Continental Airlines is requesting that the $12 million in sales taxes it paid to Texas be returned, arguing that the taxes were incurred on improvements that should have been considered tax exempt. According to lawsuit the airline filed against Texas’s Attorney General and Comptroller of Public Accounts, the state audited Continental for sales and tax compliance during a period spanning from April 1, 2003 and Feb. 28, 2007 and forced it to pay $12 million in back taxes. The airline has requested due process, equal protection, judgment under the Texas Tax Code and the return of its $12 million payment.
The lawsuit asserts that the state audit failed to recognize that Continental’s purchases were exempt from taxes under Section 151.309 of the Texas Tax Code, as they were “used or consumed by airports, which are exempt entities.” According the lawsuit, the wrongfully-taxed purchases included “maintenance services, lamps installed at the airport, maintenance supplies, janitorial services, pest control services, waste removal services, landscaping services, security supplies, ID badges, electricity and other supplies.”
Continental also asserts that toiletry items and toilet seat covers are also exempt from taxes under Section 151.309 of the state Tax Code, as they are “necessary for the normal operations of aircraft that are certified carriers of people and the items were placed in the aircraft.”
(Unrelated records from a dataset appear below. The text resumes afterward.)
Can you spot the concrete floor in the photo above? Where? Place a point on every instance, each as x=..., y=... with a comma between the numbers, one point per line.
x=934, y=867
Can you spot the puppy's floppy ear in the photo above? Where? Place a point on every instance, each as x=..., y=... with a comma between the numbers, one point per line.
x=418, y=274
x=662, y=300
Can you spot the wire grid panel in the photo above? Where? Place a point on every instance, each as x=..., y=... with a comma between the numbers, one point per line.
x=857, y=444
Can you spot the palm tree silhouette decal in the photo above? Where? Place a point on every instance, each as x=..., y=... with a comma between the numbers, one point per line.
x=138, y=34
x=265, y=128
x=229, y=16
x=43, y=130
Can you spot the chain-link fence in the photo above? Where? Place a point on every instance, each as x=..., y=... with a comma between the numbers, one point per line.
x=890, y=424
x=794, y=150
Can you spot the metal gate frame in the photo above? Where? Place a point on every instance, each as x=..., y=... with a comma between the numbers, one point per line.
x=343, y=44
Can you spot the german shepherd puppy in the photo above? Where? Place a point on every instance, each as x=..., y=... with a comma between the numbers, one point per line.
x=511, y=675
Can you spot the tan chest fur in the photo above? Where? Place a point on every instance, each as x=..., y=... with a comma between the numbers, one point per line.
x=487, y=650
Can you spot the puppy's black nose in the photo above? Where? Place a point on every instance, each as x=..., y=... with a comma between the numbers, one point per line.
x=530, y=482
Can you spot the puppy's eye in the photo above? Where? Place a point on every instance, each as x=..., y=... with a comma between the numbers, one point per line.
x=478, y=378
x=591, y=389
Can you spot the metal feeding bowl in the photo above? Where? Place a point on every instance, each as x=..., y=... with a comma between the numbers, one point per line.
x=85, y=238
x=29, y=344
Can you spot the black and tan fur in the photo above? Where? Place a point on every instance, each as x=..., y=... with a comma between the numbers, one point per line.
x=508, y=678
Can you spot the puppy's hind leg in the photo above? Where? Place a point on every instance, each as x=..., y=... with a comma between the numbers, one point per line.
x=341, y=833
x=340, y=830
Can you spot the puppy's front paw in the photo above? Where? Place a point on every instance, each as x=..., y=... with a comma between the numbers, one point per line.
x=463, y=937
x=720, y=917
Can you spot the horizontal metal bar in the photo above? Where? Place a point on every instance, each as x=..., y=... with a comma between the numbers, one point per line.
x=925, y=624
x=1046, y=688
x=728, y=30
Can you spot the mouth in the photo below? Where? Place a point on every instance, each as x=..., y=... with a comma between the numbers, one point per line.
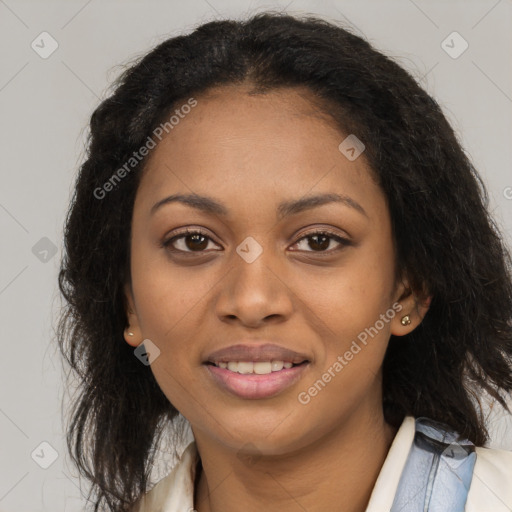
x=253, y=380
x=255, y=367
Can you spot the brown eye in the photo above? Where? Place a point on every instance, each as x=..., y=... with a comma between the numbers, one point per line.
x=189, y=241
x=320, y=241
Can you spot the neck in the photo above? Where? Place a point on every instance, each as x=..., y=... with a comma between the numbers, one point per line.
x=339, y=468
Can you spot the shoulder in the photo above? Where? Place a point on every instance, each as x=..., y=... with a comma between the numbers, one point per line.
x=491, y=485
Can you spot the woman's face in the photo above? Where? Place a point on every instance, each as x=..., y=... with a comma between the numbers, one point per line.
x=253, y=277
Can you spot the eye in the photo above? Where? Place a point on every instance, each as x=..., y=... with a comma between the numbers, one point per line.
x=190, y=240
x=320, y=241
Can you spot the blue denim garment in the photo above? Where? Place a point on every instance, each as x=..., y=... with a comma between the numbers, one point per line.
x=438, y=471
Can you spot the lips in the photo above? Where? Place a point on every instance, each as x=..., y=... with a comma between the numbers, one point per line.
x=256, y=353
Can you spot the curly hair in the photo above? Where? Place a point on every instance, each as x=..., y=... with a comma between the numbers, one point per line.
x=447, y=244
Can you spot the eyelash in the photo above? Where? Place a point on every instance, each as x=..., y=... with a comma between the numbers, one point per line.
x=189, y=232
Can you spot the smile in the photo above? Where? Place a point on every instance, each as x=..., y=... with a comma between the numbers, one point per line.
x=256, y=380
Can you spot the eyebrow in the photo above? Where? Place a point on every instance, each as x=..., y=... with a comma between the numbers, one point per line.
x=286, y=208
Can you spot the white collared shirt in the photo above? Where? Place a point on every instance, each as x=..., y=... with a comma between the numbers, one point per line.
x=490, y=490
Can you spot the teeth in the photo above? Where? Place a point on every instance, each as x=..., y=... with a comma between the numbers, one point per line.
x=259, y=367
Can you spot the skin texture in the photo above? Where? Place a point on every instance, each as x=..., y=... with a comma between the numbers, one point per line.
x=250, y=153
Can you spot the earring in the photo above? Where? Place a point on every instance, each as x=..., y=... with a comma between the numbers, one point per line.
x=406, y=320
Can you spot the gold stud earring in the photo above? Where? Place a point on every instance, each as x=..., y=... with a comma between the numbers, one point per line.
x=406, y=320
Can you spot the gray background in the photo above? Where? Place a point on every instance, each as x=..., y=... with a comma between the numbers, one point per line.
x=45, y=106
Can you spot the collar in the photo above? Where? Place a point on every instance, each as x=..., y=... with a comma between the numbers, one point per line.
x=175, y=492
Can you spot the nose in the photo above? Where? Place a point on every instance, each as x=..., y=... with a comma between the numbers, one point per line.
x=255, y=293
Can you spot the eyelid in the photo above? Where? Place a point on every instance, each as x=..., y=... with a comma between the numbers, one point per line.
x=341, y=240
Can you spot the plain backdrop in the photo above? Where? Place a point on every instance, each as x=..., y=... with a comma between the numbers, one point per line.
x=45, y=106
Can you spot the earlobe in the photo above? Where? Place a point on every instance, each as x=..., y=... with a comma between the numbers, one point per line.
x=131, y=333
x=413, y=310
x=410, y=316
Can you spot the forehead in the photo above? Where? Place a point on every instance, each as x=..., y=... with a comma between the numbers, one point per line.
x=233, y=142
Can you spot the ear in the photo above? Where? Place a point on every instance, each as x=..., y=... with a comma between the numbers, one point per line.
x=414, y=306
x=135, y=338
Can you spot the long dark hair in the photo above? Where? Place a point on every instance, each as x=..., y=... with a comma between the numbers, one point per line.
x=447, y=244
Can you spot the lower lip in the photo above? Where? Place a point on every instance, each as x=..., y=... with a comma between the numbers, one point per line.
x=253, y=386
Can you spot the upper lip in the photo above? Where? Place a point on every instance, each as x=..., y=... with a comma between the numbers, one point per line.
x=265, y=352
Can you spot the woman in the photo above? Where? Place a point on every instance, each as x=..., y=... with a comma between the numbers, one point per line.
x=277, y=240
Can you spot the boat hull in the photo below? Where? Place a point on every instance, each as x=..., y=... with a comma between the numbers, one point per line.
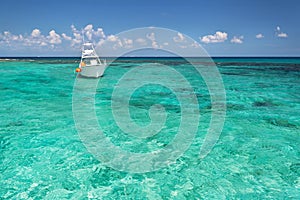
x=94, y=71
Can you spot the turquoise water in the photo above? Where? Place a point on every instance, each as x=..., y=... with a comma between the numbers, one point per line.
x=256, y=157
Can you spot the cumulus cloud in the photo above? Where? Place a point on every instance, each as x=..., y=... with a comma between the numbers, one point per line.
x=36, y=33
x=217, y=37
x=279, y=33
x=90, y=32
x=141, y=41
x=259, y=36
x=54, y=38
x=237, y=40
x=179, y=38
x=66, y=37
x=112, y=38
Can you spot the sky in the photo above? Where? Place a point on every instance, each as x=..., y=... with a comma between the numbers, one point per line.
x=221, y=27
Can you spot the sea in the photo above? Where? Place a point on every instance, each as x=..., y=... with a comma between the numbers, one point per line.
x=256, y=155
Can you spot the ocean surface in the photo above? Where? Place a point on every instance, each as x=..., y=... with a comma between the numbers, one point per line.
x=256, y=157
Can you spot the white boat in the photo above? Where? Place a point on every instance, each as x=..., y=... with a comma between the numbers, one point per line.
x=90, y=64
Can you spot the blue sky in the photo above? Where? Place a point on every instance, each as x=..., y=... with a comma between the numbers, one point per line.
x=223, y=28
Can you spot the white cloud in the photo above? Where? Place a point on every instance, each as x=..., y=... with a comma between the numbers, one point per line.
x=217, y=37
x=99, y=33
x=237, y=40
x=141, y=41
x=112, y=38
x=283, y=35
x=179, y=38
x=36, y=33
x=259, y=36
x=66, y=37
x=54, y=38
x=90, y=33
x=279, y=33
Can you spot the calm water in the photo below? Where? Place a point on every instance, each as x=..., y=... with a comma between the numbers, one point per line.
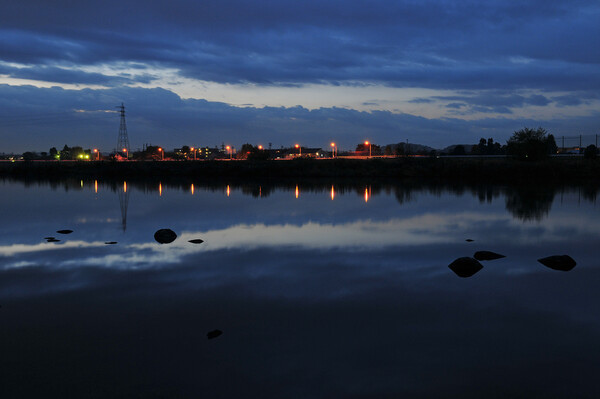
x=321, y=292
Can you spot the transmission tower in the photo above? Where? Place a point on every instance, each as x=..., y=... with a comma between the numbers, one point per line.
x=123, y=142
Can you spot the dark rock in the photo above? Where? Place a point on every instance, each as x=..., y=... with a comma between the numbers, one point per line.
x=214, y=334
x=165, y=236
x=487, y=255
x=465, y=266
x=558, y=262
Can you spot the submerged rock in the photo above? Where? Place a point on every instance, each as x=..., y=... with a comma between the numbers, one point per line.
x=165, y=236
x=558, y=262
x=214, y=334
x=487, y=255
x=465, y=266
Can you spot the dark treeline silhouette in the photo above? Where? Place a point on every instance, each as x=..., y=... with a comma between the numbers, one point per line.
x=438, y=170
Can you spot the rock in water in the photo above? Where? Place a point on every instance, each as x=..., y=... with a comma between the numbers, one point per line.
x=214, y=334
x=487, y=255
x=465, y=266
x=558, y=262
x=165, y=236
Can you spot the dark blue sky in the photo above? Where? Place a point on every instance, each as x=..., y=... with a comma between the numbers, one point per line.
x=202, y=73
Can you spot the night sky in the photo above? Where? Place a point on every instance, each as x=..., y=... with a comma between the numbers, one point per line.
x=433, y=72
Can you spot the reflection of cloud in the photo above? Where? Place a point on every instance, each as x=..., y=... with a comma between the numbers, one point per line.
x=18, y=249
x=430, y=229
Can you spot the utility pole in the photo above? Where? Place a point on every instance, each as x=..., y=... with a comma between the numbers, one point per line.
x=123, y=141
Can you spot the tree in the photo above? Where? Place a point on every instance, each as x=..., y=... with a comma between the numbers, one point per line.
x=459, y=150
x=530, y=144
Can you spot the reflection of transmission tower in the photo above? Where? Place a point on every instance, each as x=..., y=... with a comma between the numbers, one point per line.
x=124, y=203
x=123, y=142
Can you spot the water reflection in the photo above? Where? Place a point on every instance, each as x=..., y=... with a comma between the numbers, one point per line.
x=314, y=298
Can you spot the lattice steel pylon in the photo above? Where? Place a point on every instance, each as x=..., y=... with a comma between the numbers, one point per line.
x=123, y=142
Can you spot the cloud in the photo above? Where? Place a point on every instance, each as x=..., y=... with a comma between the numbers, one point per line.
x=433, y=44
x=39, y=118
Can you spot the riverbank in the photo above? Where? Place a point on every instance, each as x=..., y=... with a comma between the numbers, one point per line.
x=480, y=170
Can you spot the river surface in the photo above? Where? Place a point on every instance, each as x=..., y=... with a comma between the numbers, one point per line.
x=319, y=291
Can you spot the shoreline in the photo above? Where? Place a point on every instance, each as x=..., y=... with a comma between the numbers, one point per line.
x=477, y=170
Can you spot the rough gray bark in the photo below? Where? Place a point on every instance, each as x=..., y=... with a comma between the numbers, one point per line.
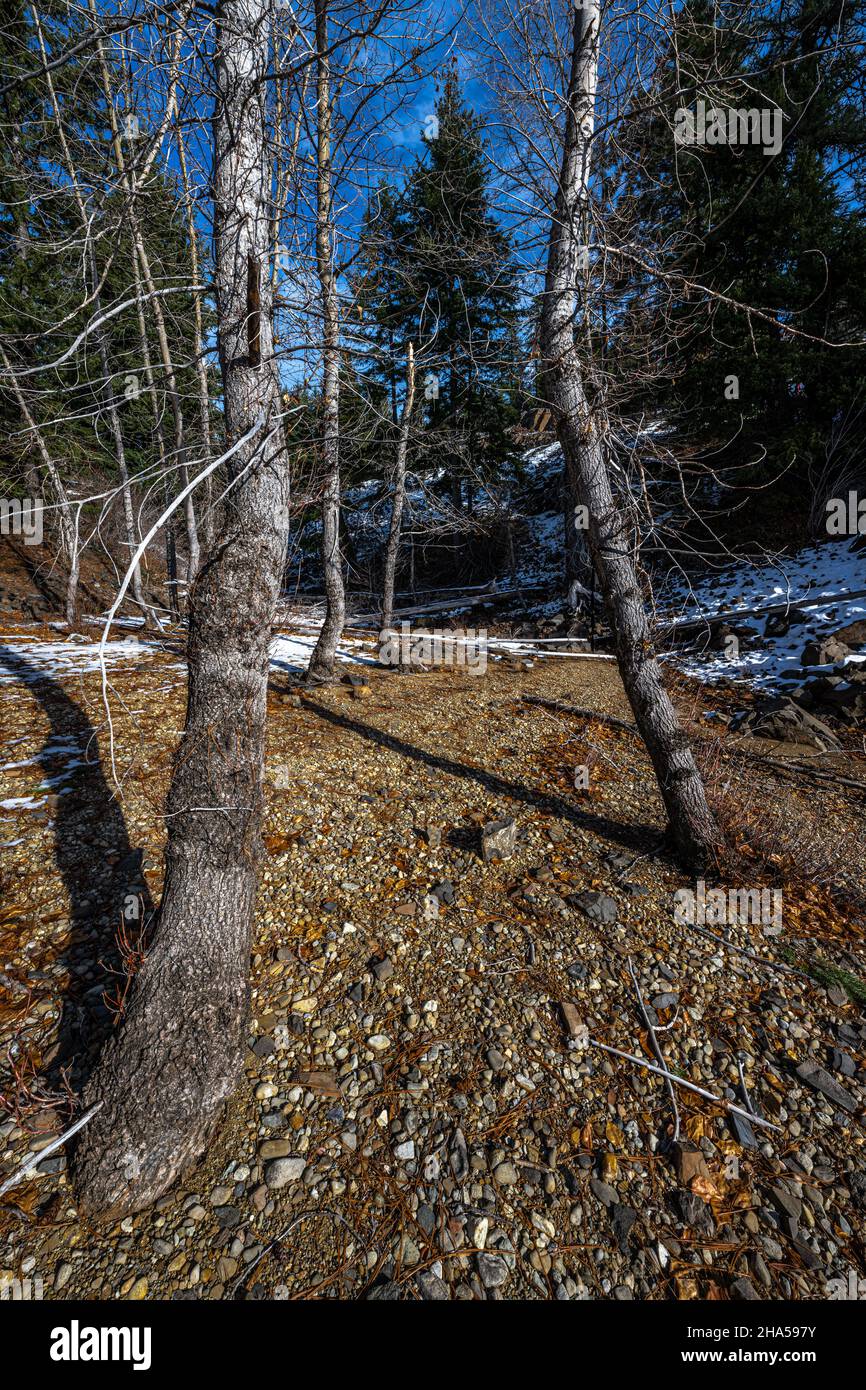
x=166, y=1075
x=581, y=427
x=324, y=653
x=399, y=492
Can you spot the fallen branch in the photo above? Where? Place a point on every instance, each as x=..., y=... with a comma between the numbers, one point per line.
x=690, y=1086
x=43, y=1153
x=656, y=1050
x=787, y=765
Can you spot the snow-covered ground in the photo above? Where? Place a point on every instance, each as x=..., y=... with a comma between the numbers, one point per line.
x=28, y=658
x=816, y=581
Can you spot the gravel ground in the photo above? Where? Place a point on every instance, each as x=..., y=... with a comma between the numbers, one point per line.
x=426, y=1111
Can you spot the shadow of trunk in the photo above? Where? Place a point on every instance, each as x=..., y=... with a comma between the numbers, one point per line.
x=102, y=872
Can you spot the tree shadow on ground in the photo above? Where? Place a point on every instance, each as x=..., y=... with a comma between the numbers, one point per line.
x=641, y=838
x=102, y=873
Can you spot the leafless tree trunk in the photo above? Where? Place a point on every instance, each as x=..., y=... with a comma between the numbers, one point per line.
x=583, y=427
x=166, y=1075
x=324, y=653
x=67, y=513
x=114, y=421
x=143, y=268
x=399, y=492
x=200, y=360
x=171, y=555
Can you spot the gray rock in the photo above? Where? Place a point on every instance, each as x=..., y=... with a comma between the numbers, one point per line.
x=622, y=1221
x=790, y=1205
x=742, y=1130
x=605, y=1193
x=431, y=1287
x=841, y=1062
x=820, y=1080
x=492, y=1271
x=284, y=1171
x=498, y=840
x=598, y=906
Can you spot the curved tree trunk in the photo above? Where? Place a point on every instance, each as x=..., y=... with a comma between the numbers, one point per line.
x=581, y=427
x=399, y=492
x=324, y=653
x=166, y=1075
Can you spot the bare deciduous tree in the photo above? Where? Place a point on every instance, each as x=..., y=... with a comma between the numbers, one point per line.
x=177, y=1058
x=581, y=424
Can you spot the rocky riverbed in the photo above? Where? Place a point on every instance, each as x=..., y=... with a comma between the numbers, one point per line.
x=426, y=1109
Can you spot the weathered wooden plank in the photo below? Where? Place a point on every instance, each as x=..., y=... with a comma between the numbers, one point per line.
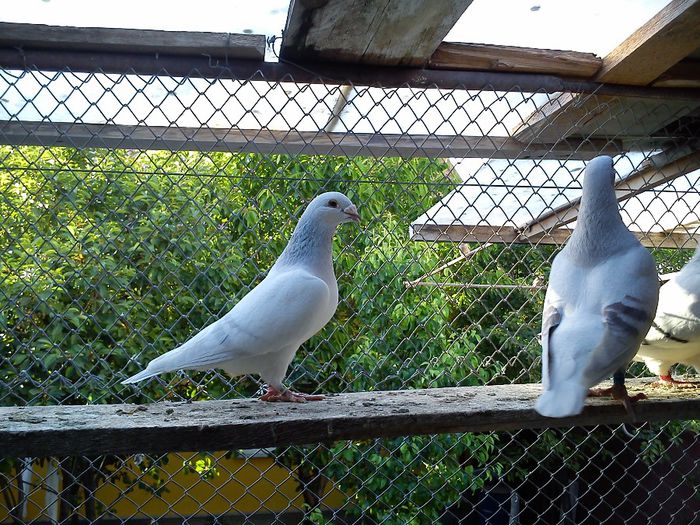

According to the lawsuit, Texas’s Comptroller of Public Accounts rejected the airline’s claim, categorizing it as “time-barred.” However, the plaintiff argues that the comptroller wrongfully based this assertion on invoice date when it should have been dictated by accrual date. The complaint contends that the office of the comptroller has previously used the date a taxpayer accrues and books a transaction for the purposes of included or removing that transaction from an audit period. “When an agency promulgates a rule with complying with proper rule-making procedures, the rule is invalid,” the lawsuit argues.